Subject: Re: Partition tables (was: Re: Another changer, another changer
To: Gandhi woulda smacked you <greywolf@starwolf.com>
From: David Holland <dholland@cs.toronto.edu>
List: current-users
Date: 10/16/1998 21:48:56
Note to those following along: this message rambles for a while and
actually has something approaching a proposal at the bottom, so you
don't necessarily want to skip over it.

 > Idea for the partition table thing:
 >  [...]
 >
 > We could actually have a single device to which you send requests,
 > i.e. /dev/diskpart, and you do something like
 > 
 > struct diskaccess da[1];	/* contains a struct diskpart */
 > 
 > da->disk="sd0";
 > 
 > fd=open("/dev/diskpart", O_RDWR)
 > ioctl(fd, DKIOCGDTAB, &da);
 > 
 > and the diskpart driver would automagically handle the routing.
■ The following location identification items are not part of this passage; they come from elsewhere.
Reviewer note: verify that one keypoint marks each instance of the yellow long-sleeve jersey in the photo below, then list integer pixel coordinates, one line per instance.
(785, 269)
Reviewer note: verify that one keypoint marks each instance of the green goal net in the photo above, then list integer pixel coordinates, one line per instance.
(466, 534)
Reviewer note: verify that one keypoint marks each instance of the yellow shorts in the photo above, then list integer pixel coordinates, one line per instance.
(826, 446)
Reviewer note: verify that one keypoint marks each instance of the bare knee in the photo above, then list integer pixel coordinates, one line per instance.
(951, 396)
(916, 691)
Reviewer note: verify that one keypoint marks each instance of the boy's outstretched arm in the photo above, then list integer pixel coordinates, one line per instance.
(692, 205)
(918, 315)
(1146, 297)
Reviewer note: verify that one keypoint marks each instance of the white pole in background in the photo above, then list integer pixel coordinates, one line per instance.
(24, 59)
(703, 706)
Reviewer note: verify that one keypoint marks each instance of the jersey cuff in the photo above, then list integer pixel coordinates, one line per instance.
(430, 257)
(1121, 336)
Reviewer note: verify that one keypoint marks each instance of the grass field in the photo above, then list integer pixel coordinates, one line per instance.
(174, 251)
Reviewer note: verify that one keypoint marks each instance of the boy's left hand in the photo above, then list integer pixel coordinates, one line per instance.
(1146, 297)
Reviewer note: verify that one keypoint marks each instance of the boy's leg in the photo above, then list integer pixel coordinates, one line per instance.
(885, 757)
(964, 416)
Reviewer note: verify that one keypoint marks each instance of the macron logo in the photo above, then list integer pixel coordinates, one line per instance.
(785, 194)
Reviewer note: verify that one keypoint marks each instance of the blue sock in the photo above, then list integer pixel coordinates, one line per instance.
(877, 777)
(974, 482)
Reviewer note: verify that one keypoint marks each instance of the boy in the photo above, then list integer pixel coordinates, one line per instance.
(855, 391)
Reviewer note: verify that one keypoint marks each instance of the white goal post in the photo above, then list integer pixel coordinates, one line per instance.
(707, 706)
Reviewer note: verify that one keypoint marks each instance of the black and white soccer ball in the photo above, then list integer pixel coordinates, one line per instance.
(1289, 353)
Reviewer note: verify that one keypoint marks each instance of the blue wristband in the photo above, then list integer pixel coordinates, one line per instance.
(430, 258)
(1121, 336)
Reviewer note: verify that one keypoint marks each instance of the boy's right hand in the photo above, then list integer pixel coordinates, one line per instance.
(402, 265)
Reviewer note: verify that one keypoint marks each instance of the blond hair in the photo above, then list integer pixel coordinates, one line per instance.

Wait, which problem are you trying to solve? There are at least the
following related issues involved here:

  1. getting disklabel handling code out of disk device drivers
  2. supporting multiple types of disklabel/partition table
  3. probing a disk for disklabel(s)/partition table(s)
  4. organizing/numbering the partitions found for presentation
     to higher layers of the system
  5. mapping major and minor device numbers to disks and partitions
     and/or presenting partition names in /dev
  6. mapping disk names to individual pieces of hardware
     (this is really mostly the other thread though)
  7. providing better support for editing disklabels.

As previously noted, (1) by itself isn't really very hard. Given a
good solution for (1), (2) isn't all that hard either. In a sense, (4)
and (5) are the same problem: a complete solution to (5) also solves
(4), although it's possible to solve (4) without solving (5). (6) is
only tangentially related, except some of the same problems apply when
translating partition names to physical partitions. 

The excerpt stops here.